Posted June. 04, 2026 08:15,   

Updated June. 04, 2026 08:15

Election day voting draws long lines

Long lines formed at polling stations across the country as voting for South Korea's June 3 local elections got underway at 6 a.m. Wednesday. At a polling station at Seocho High School in Seoul's Seocho District, 15 voters were already waiting before the doors opened. Kim Jun-hee, a 19-year-old university student casting his first ballot, said he had come wearing his department jacket because he was excited about the milestone. "I read the campaign pledges of nearly every candidate before voting," he said.

In Gwangju's Dong District, Kim Jeong-ja, 111, arrived at a polling station with her daughter. Born in 1915, she has lived through Japanese colonial rule, the Korean War and South Korea's democratization movement. Kim, who said she has never missed an election since the country's founding, added, "I always pray for the nation to do well." In Seoul's Daerim 2-dong neighborhood, Park Geum-cheol, 61, and Hwang Geum-hwa, 62, a naturalized South Korean couple originally from Yanbian, China, said they were voting for the second time following their participation in last year's presidential election. "We exercised our right to vote with a sense of patriotism and responsibility," they said.

Voters also found creative ways to mark the occasion.
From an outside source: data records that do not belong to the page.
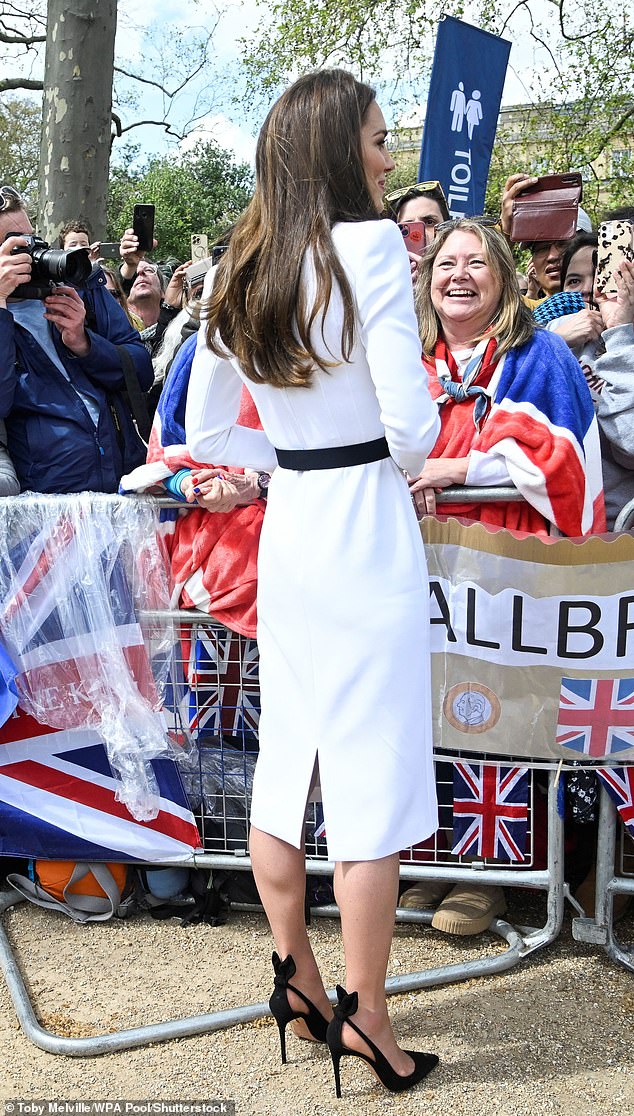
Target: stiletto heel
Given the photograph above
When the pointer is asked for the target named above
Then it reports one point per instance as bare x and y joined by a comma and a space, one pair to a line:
281, 1010
385, 1073
336, 1059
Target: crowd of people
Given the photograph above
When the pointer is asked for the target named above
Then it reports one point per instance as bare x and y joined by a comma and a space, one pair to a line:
311, 397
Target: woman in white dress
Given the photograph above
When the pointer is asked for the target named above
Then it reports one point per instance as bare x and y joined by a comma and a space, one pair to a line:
313, 308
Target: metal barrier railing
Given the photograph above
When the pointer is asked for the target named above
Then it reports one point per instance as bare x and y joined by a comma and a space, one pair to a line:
224, 849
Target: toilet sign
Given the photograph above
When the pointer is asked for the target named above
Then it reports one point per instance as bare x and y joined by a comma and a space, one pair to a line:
463, 104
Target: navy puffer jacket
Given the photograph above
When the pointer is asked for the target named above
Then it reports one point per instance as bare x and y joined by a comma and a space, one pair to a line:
51, 438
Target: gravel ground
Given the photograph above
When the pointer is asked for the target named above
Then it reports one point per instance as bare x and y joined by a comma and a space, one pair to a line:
551, 1036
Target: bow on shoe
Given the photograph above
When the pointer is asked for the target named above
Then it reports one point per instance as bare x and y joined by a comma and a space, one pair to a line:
347, 1004
284, 970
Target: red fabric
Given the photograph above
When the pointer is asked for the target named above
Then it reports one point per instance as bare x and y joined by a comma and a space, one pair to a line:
459, 435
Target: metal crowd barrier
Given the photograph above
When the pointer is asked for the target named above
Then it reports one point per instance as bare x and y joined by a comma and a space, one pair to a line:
227, 742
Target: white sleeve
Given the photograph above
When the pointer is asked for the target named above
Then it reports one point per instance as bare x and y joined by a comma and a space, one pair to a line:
211, 412
487, 469
376, 261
Song Su-min, a 22-year-old university student, posted a photo of the official voting stamp on the back of her hand to the social media platform Setlog. Kim, a 30-year-old nurse identified only by her surname, brought a voting card printed with her favorite character and stamped it at the polling station.

By 3 p.m., police had received 312 emergency calls related to the election, including reports of disturbances and attempts to interfere with voting. In Dajeong-dong, Sejong City, a man in his 40s tried to show his completed ballot to an election official instead of placing it in the ballot box at around 7 a.m. After being stopped, he caused a disturbance for about 30 minutes, reportedly saying, "Didn't the president do the same thing?" before being removed by police. At around 11:40 a.m., a drunken man in his 60s created a commotion at a polling station in Gimhae, South Gyeongsang Province, declaring that he, too, would reveal his ballot. He was later escorted home.

A number of voting-related mix-ups were also reported. At around 1 p.m., a man in his 50s at a polling station in Eomgung-dong, Busan, contacted police after discovering that a signature had already been entered next to his name in the voter registry, preventing him from casting a ballot. Police later determined that another voter with the same name had signed the register by mistake. In Ok-dong, Ulsan, an election worker mistakenly issued two identical ballots to a voter before recovering the extra one. In Daeryun-dong, Seogwipo, on Jeju Island, a man in his 60s lodged a complaint after finding a ballot apparently left behind in a voting booth by another voter.